The NCL and the mammalian prefrontal cortex are not homologous (they did not evolve from a common ancestral structure) but are functionally analogous. They are an example of convergent evolution at the neural level: two lineages, separated by 300 million years, independently arrived at similar neural solutions to similar cognitive problems.
This is a striking finding because it suggests that the architectural requirements for planning are constrained: there are not many ways to build a planning machine, and the specific way the brain does it has been re-derived multiple times.

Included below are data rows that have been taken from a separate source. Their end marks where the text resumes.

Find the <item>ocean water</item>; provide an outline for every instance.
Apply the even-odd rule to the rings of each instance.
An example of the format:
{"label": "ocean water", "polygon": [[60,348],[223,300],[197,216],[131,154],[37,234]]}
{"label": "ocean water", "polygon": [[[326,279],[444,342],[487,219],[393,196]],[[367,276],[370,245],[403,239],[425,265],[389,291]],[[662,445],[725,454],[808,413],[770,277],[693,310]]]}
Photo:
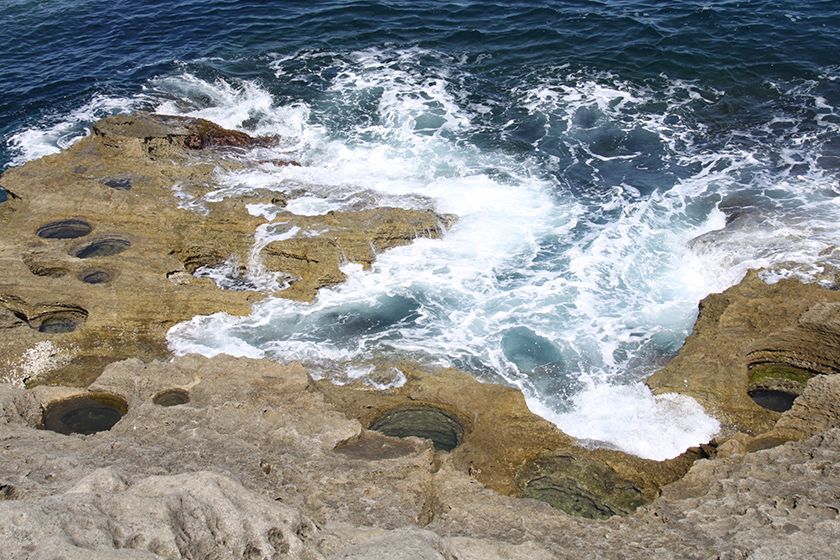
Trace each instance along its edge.
{"label": "ocean water", "polygon": [[[395,358],[455,366],[587,444],[661,459],[719,429],[642,384],[698,302],[749,268],[819,281],[840,264],[835,1],[5,0],[0,21],[4,167],[150,110],[278,135],[243,157],[302,164],[219,172],[208,199],[458,216],[370,271],[347,264],[313,304],[178,325],[176,353],[380,388],[405,381],[383,371]],[[248,277],[202,274],[276,289],[258,249],[313,232],[250,211],[266,224]]]}

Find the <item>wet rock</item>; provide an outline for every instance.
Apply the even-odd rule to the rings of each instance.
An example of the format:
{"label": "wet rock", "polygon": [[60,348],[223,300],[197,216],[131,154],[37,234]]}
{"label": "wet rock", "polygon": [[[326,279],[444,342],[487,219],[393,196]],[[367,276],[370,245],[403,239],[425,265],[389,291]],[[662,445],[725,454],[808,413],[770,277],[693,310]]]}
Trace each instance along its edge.
{"label": "wet rock", "polygon": [[179,148],[253,148],[272,143],[269,138],[253,138],[244,132],[228,130],[204,119],[151,113],[103,119],[93,125],[93,134],[103,139],[136,139],[142,143],[143,151],[152,157],[167,155]]}
{"label": "wet rock", "polygon": [[[284,220],[289,216],[284,215]],[[311,301],[319,288],[344,281],[340,267],[346,262],[370,268],[377,253],[407,245],[419,237],[440,237],[451,216],[425,210],[377,208],[330,212],[324,216],[297,216],[291,223],[304,232],[266,245],[262,255],[271,270],[295,280],[283,297]]]}
{"label": "wet rock", "polygon": [[517,478],[525,497],[570,515],[606,519],[630,513],[645,502],[641,490],[609,466],[573,454],[541,457],[528,463]]}

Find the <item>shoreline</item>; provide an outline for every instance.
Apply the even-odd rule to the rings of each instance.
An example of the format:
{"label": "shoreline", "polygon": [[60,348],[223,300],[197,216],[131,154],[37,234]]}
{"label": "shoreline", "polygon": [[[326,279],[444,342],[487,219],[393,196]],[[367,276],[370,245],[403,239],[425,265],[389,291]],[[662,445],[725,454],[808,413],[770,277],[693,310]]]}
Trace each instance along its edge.
{"label": "shoreline", "polygon": [[[234,267],[227,278],[234,286],[237,278],[246,279],[253,272],[247,269],[253,232],[263,220],[245,211],[240,202],[228,199],[209,205],[206,215],[190,212],[173,196],[171,185],[186,185],[193,189],[193,196],[200,194],[217,166],[243,165],[230,157],[237,150],[267,142],[270,139],[251,138],[200,119],[119,116],[98,122],[91,136],[61,154],[4,173],[2,184],[15,196],[0,204],[0,227],[7,240],[0,249],[5,270],[0,278],[0,327],[6,333],[0,368],[11,372],[7,373],[9,379],[29,389],[15,388],[14,383],[0,384],[5,420],[2,429],[6,431],[3,438],[17,441],[14,457],[6,463],[7,472],[18,477],[0,480],[3,488],[10,488],[4,492],[14,497],[3,503],[12,505],[0,510],[0,515],[14,515],[16,506],[36,515],[34,512],[44,511],[51,499],[72,502],[75,498],[70,489],[79,484],[81,494],[87,496],[84,499],[94,502],[103,499],[102,492],[110,489],[129,503],[138,497],[132,495],[134,489],[144,484],[155,486],[158,494],[152,494],[165,499],[173,491],[173,480],[182,480],[178,477],[186,472],[210,470],[216,474],[207,476],[215,480],[213,484],[222,488],[223,494],[247,495],[240,502],[247,507],[241,511],[262,504],[272,484],[294,495],[295,515],[314,519],[312,525],[299,521],[300,527],[308,527],[304,532],[328,534],[324,539],[330,543],[313,545],[297,535],[298,529],[291,533],[279,529],[288,549],[297,551],[299,557],[318,557],[316,554],[324,554],[324,550],[333,550],[330,547],[353,543],[353,538],[342,531],[347,531],[345,525],[356,519],[354,515],[361,515],[370,525],[367,533],[356,527],[357,534],[364,534],[362,540],[368,543],[381,538],[391,542],[387,539],[398,538],[394,531],[399,527],[432,527],[436,536],[412,533],[412,538],[433,542],[429,546],[434,548],[438,546],[435,539],[463,536],[463,531],[452,529],[461,519],[458,516],[463,516],[481,527],[476,535],[519,550],[516,547],[532,541],[538,547],[555,546],[549,528],[569,530],[584,539],[584,531],[592,523],[601,527],[601,538],[610,541],[613,537],[605,536],[610,531],[618,535],[630,530],[623,529],[619,515],[629,515],[626,519],[633,521],[627,521],[627,527],[637,525],[638,529],[638,524],[644,525],[654,515],[651,512],[671,507],[667,505],[669,493],[675,503],[692,503],[692,492],[697,489],[691,485],[705,480],[703,477],[714,480],[717,470],[731,469],[744,477],[752,476],[750,469],[758,468],[758,460],[750,454],[754,451],[770,450],[782,462],[807,453],[808,446],[829,455],[840,453],[836,445],[840,441],[836,405],[820,395],[840,389],[829,375],[840,370],[840,324],[835,319],[840,316],[840,292],[795,280],[768,285],[755,272],[701,302],[693,334],[678,355],[646,382],[656,394],[679,393],[696,399],[724,424],[721,436],[714,441],[663,462],[581,447],[553,424],[528,411],[517,390],[478,383],[454,370],[431,374],[428,368],[400,364],[405,384],[374,391],[359,383],[342,387],[327,381],[313,382],[295,364],[226,357],[156,361],[171,357],[165,334],[173,325],[218,311],[245,314],[263,297],[247,289],[221,289],[213,279],[195,274],[203,267],[219,268],[231,255],[238,255],[245,268]],[[284,202],[276,198],[276,194],[266,192],[249,202],[282,206]],[[155,221],[149,223],[152,217]],[[290,282],[286,295],[304,301],[314,298],[318,288],[343,280],[340,264],[344,259],[370,267],[377,251],[411,243],[420,236],[441,235],[452,220],[431,211],[399,208],[287,219],[294,220],[293,227],[327,233],[271,240],[264,247],[264,269],[260,273],[278,281],[278,285]],[[23,283],[20,278],[31,281]],[[53,369],[46,370],[48,366]],[[38,375],[31,376],[33,372]],[[202,387],[204,400],[198,389]],[[150,402],[161,391],[172,389],[186,391],[190,400],[172,407]],[[779,398],[810,396],[807,405],[794,403],[793,398],[790,403],[783,402],[792,408],[782,414],[758,406],[750,393],[759,392]],[[72,404],[74,396],[98,398],[100,394],[112,395],[107,406],[101,399],[94,400],[112,411],[109,414],[118,415],[110,431],[83,438],[35,429],[46,423],[43,414],[51,407]],[[281,408],[297,401],[306,406],[294,405],[288,414],[263,409],[267,406],[264,401],[274,400]],[[179,410],[185,411],[185,418],[177,414]],[[265,414],[279,416],[273,423],[265,423],[260,420]],[[335,425],[330,425],[331,421]],[[184,453],[180,446],[190,448],[192,444],[189,432],[178,428],[181,422],[206,423],[207,437],[213,441],[206,448],[199,446],[191,451],[197,455],[190,459],[186,471],[180,470],[177,458]],[[305,425],[306,430],[297,433],[288,427],[298,424]],[[132,435],[138,428],[140,432],[163,431],[167,439],[158,445],[153,439]],[[262,433],[262,429],[269,433]],[[395,440],[380,432],[425,435],[438,446],[451,448],[436,450],[428,439]],[[269,472],[262,463],[258,471],[248,461],[247,466],[236,467],[233,459],[224,458],[231,445],[238,445],[222,437],[230,434],[239,434],[243,445],[251,449],[286,446],[293,455],[313,461],[317,468],[297,467],[278,457],[267,461]],[[815,437],[822,439],[816,441]],[[86,455],[88,444],[99,448],[106,442],[112,449],[134,446],[136,453],[124,450]],[[315,455],[307,449],[313,443],[317,447]],[[33,478],[34,471],[27,474],[20,470],[21,464],[37,461],[39,453],[46,454],[47,449],[53,450],[54,457],[36,471],[54,471],[53,482]],[[154,460],[158,452],[163,452],[169,462]],[[239,452],[245,453],[243,449]],[[136,471],[128,469],[133,453],[141,459]],[[103,465],[95,460],[99,456],[111,457],[114,462]],[[73,458],[71,462],[83,466],[62,467],[61,457]],[[148,464],[142,466],[142,461]],[[366,466],[359,467],[359,463]],[[334,480],[329,485],[342,487],[345,498],[358,500],[365,492],[374,492],[376,482],[366,477],[382,465],[393,469],[389,471],[393,486],[388,490],[393,495],[380,495],[378,499],[390,504],[380,512],[359,505],[341,506],[320,495],[323,490],[317,484],[302,482],[307,476],[316,476],[318,468],[332,469],[335,480],[344,482]],[[289,480],[257,480],[259,472],[268,476],[277,469],[295,474],[277,475],[281,479],[288,476]],[[149,479],[142,478],[141,471],[149,477],[170,479],[144,482]],[[358,479],[350,480],[347,472],[358,474]],[[216,476],[226,477],[225,481],[220,482]],[[295,477],[303,477],[297,479],[301,482],[297,490]],[[823,491],[833,487],[830,482],[821,484],[815,488]],[[166,488],[169,490],[162,490]],[[722,492],[720,500],[725,501],[726,488],[713,490]],[[795,491],[803,490],[796,486]],[[216,507],[212,504],[218,496],[200,489],[188,492],[197,492],[193,497],[211,504],[207,506],[210,510]],[[660,494],[666,496],[666,505],[656,505]],[[419,510],[414,503],[417,496],[422,496]],[[522,501],[522,496],[558,509]],[[754,498],[761,501],[765,496]],[[520,507],[527,508],[543,524],[539,533],[542,540],[527,531],[505,539],[501,522],[479,522],[469,510],[485,501],[489,504],[487,511],[502,511],[503,519]],[[451,514],[451,519],[441,523],[440,519],[450,515],[445,507],[450,503],[460,504],[449,506],[457,516]],[[331,508],[343,513],[333,515],[328,512]],[[361,511],[367,512],[367,517]],[[389,518],[389,511],[395,517]],[[292,515],[285,510],[273,514]],[[599,522],[577,516],[610,519]],[[118,514],[115,517],[120,518]],[[319,528],[324,525],[330,528]],[[755,535],[763,534],[754,527],[750,530]],[[257,549],[267,550],[269,532],[266,529],[254,537],[259,541],[254,545]],[[534,538],[524,538],[523,534]],[[56,533],[45,539],[53,546],[61,537]],[[613,544],[620,540],[613,539]],[[148,540],[138,542],[137,547],[122,548],[151,547]]]}

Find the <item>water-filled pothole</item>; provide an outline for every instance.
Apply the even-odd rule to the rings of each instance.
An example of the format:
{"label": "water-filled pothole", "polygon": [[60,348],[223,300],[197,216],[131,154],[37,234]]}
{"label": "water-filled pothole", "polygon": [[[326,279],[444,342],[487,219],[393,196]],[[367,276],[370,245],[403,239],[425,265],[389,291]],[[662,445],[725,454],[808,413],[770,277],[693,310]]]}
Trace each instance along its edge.
{"label": "water-filled pothole", "polygon": [[40,313],[29,319],[29,326],[46,334],[69,333],[80,328],[88,313],[81,307],[68,307]]}
{"label": "water-filled pothole", "polygon": [[758,406],[775,412],[785,412],[793,408],[793,401],[798,396],[795,393],[775,389],[753,389],[749,391],[749,395]]}
{"label": "water-filled pothole", "polygon": [[111,281],[111,273],[107,270],[84,270],[79,274],[79,280],[85,284],[105,284]]}
{"label": "water-filled pothole", "polygon": [[45,430],[90,435],[110,430],[128,412],[128,403],[111,393],[85,393],[50,403],[44,411]]}
{"label": "water-filled pothole", "polygon": [[76,239],[84,237],[93,231],[89,223],[84,220],[60,220],[50,222],[38,228],[35,232],[44,239]]}
{"label": "water-filled pothole", "polygon": [[116,235],[108,235],[82,245],[73,251],[72,255],[80,259],[110,257],[122,253],[129,247],[131,247],[131,241],[128,239]]}
{"label": "water-filled pothole", "polygon": [[590,519],[627,514],[645,502],[639,488],[606,463],[572,455],[526,464],[517,474],[517,485],[527,498]]}
{"label": "water-filled pothole", "polygon": [[152,398],[152,402],[159,406],[178,406],[190,402],[190,393],[186,389],[167,389]]}
{"label": "water-filled pothole", "polygon": [[392,437],[430,439],[440,451],[455,449],[464,438],[464,427],[457,418],[431,406],[387,412],[374,420],[370,429]]}

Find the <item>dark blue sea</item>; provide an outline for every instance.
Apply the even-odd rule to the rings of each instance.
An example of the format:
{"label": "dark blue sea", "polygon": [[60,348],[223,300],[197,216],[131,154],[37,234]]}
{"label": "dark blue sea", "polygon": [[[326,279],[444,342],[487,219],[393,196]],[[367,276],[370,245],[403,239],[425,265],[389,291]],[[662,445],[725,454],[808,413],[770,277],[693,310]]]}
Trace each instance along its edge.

The anatomical convergence is matched by behavioral convergence: corvids and apes show many of the same cognitive abilities (planning, tool use, mirror self-recognition in some species, transitive inference, theory of mind in some tasks) despite the deep evolutionary distance.
What the experiments do not show
The strong claims about corvid planning need to be tempered with what the experiments leave open. The ravens in the Kabadayi-Osvath experiment plan over hours, not days; whether they can plan over weeks or months is not established. The jays in the Raby experiment plan one meal ahead; whether they can plan a sequence of multiple future events is not established.
The subjective character of corvid planning, if it has one, is not accessible. The behavioral evidence is consistent with several internal architectures, including ones that might not feel like anything from the inside. The philosophical question of whether ravens have something like the human felt experience of imagining the future is not answered by behavior alone.
The generalization to other birds is also not automatic. Corvids are unusually large-brained relative to body size and are unusual among birds in their cognitive achievements. The same experiments would probably not produce the same results in pigeons or chickens. The "birds plan" generalization is more accurately "some birds plan, in some respects, under some conditions" and the species-by-species inventory is still being filled in.
The deeper observation
The corvid planning literature is one of the cleaner examples of how the comparative cognition field has shifted in the last twenty-five years. The default assumption was that human cognitive abilities are unique until proven otherwise; the new default is that human cognitive abilities are extreme expressions of capacities widely distributed across vertebrates. Planning, episodic memory, theory of mind, tool use, and several other abilities once thought to be human-specific have all been found in some form in corvids, apes, dolphins, elephants, or octopuses.
The implication for the inventory of intelligent life on Earth is that complex cognition has evolved multiple times via different anatomical routes, and that the universe of possible minds is much larger than the small region currently occupied by the most cognitively similar primates. The raven's solution to planning runs on different neural substrate than the human solution but produces recognizable planning behavior, which suggests that the abstract problem of planning has a small number of good solutions and biology has found several of them.
The further implication is that the assumption "this animal cannot do X" should be approached with care. The Raby experiment was met with skepticism when first published because the prevailing theory was that animals could not plan; the skepticism was wrong, and the wrong assumption had probably been distorting the interpretation of corvid behavior for decades before the experiment forced a reconsideration. The honest position about cognition in non-human animals is that it is much harder to design clean negative experiments than positive ones, and that absence of evidence has been confused for evidence of absence many times in this literature.